Since the emergency bridge closure March 23, the city has directed motorists to use the First Avenue South or South Park bridges, which require detours as long as 5 miles.
To enforce the lower bridge restrictions, SDOT Director Sam Zimbabwe said “we have support by the Police Department,” along with signs, but enforcement might need to increase. So far, there’s been little or no traffic policing.
“If we have everybody trying to use the lower bridge, nobody will be able to use the lower bridge,” he said.
SDOT finished a safety project Sunday in a busy detour route, by installing a temporary traffic signal at the corner of Highland Park Drive Southwest and Southwest Holden Street. City Councilmember Lisa Herbold and Council President M. Lorena González, who both live in West Seattle, thanked transportation officials for quick work.
Health care workers are asking for access to the low bridge in off-hours, Herbold said. Such flexibility might be possible late at night, depending on what data show, Emery said.
SDOT doesn’t have a timeline or specific plan to add temporary support to the bridge, or for permanent repairs. It will take another three to four weeks before the agency can release time and cost estimates, Zimbabwe said.
Carbon wrap is a leading option, while steel bands could be added to compress and strengthen the concrete, said Matt Donahue, SDOT’s roadway structures director.
Council members politely chastised Zimbabwe’s team for not alerting them and the public sooner to the bridge’s deterioration.
Notifications should have happened last summer, when crack growth spurred SDOT to increase to monthly inspections, Herbold said.
“There’s really a universal response of shock and in some cases anger from constituents in West Seattle about this,” she said. “So in keeping with our commitment to transparency, and no surprises, and preparation, I would really appreciate the department to think about how to adjust its reporting, so we can move toward a culture of — again — no surprises.”
González pressed Zimbabwe about the four-week period, starting Feb. 21, during which council members weren’t told that consultants had suggested a contingency plan be drawn to reduce the seven-lane bridge to four lanes.
Zimbabwe said he shares the goal of transparency, and reiterated that until very recently, the cracking didn’t appear severe enough to require traffic disruptions.
After cracks suddenly accelerated in early March, engineering consultants suggested full closure March 19, said Donahue, a certified bridge inspector. To confirm that, he entered the hollow girders March 23.
He saw that cracks had stretched 2 more feet diagonally, up a girder wall, in just two weeks.

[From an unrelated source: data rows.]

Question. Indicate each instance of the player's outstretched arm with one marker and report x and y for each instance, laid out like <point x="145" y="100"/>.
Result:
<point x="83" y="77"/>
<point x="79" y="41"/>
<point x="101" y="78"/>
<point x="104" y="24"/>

Angular cracks like those are known as shear cracks, he said.
“That type of deterioration in a bridge will go until failure, and then failure happens typically quickly and without warning, as opposed to other types of cracking.”
While still inside the hollow girder March 23 he called Lorelei Williams, deputy capital projects director, to say the bridge must be closed that day.
González said, despite her frustration, “I really just want to thank you, Matt, for making that tough call, and for doing the work that was necessary to make sure that we as a city acted quickly to preserve life and safety.”